Rating agency puts the country deeper into junk territory with a B rating and a negative outlook
Fitch Ratings on Wednesday cut Bolivia’s long-term sovereign foreign currency credit rating to B from B+, further pushing it down into junk territory, citing deteriorating economic growth prospects, public finances and political tensions.
The outlook for the rating was revised to stable from negative, Fitch said in a statement.
“Fitch projects Bolivia’s economy will contract by 7.5% in 2020 (having already fallen 8.0% in H1 according to the monthly activity index), reflecting a severe blow to domestic and external demand from the coronavirus pandemic and strict lockdown measures, as well as supply-side disruptions from the August road blockades and broader political turmoil,” Fitch said.
Economic growth is projected to recover to 3.9% in 2021, “but the outlook is highly uncertain given a lack of clarity on policy plans,” Fitch said.
Bolivian’s head to the polls on October 18th for a general election that is occurring after several postponements.
“Political and social polarization has intensified in this period, culminating in violence and road blockades in August. Political tensions could persist post-election, and any government is unlikely to count on a strong legislative majority, posing challenges to the smooth implementation of policy adjustments and reforms to improve growth prospects,” Fitch said.

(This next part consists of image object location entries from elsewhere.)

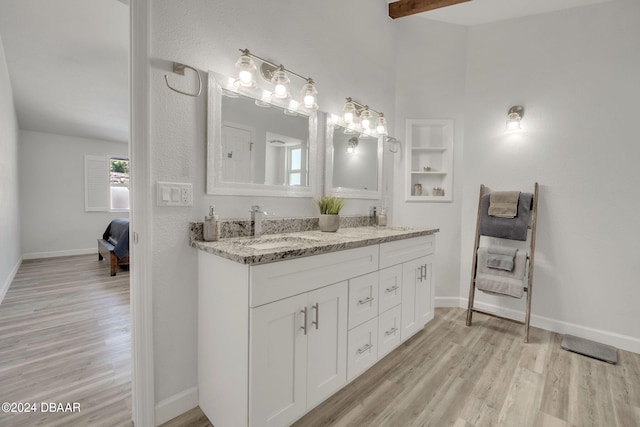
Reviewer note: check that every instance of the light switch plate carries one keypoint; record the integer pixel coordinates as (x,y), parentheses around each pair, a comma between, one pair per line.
(174,193)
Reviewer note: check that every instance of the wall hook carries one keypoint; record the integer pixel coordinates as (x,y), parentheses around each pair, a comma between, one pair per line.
(179,69)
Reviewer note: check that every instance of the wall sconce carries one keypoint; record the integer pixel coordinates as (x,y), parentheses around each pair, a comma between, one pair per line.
(514,116)
(277,75)
(352,145)
(354,111)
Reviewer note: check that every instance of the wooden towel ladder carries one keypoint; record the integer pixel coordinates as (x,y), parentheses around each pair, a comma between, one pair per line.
(474,265)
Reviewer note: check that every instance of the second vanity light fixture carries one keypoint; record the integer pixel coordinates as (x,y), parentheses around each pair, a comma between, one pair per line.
(277,75)
(359,117)
(514,117)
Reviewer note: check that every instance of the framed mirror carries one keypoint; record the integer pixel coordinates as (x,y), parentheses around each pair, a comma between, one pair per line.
(257,145)
(353,163)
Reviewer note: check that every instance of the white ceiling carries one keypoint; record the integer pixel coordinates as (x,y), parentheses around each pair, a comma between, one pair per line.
(68,59)
(476,12)
(68,64)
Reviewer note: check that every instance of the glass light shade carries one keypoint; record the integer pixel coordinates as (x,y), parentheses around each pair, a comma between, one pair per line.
(310,95)
(281,82)
(513,121)
(349,112)
(246,71)
(365,119)
(381,125)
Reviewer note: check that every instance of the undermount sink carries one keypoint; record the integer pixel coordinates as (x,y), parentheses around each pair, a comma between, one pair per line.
(269,245)
(263,243)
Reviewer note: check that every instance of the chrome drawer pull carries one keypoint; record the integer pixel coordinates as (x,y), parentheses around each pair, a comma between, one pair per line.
(364,301)
(304,327)
(316,307)
(365,348)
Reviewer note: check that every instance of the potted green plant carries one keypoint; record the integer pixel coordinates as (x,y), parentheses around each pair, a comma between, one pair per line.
(329,213)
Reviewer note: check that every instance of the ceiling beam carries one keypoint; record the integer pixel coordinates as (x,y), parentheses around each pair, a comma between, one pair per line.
(400,8)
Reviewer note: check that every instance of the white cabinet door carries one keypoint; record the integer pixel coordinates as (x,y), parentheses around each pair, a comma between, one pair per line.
(389,330)
(327,342)
(278,373)
(416,295)
(362,348)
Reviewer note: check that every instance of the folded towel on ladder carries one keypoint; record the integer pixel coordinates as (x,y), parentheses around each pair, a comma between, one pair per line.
(501,258)
(506,228)
(504,204)
(502,282)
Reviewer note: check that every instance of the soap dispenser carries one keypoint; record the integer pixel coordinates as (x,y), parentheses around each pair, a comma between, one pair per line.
(211,229)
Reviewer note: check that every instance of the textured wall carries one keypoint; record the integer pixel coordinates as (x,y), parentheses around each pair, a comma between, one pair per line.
(430,79)
(9,206)
(576,72)
(52,193)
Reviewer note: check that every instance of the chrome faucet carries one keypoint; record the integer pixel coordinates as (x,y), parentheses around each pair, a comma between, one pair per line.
(257,214)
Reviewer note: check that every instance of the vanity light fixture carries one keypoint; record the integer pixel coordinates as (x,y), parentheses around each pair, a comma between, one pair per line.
(353,110)
(246,69)
(514,117)
(352,145)
(276,74)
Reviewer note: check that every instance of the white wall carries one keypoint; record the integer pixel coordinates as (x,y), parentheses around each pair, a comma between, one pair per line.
(51,169)
(9,204)
(346,47)
(430,78)
(576,73)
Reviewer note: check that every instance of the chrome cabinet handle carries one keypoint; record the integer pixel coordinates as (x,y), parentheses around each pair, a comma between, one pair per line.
(391,331)
(366,300)
(304,326)
(365,348)
(316,307)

The interim president, Jeanine Áñez, dropped out of the race. She took over in a power vacuum after former President Evo Morales was forced to step down after widespread protests over alleged electoral fraud. Morales is in exile in Argentina.
The decision by Fitch to lower the rating to B matches the same level as Moody’s decision on September 23 to cut its credit rating on Bolivia to B2 with a stable outlook, citing similar reasons.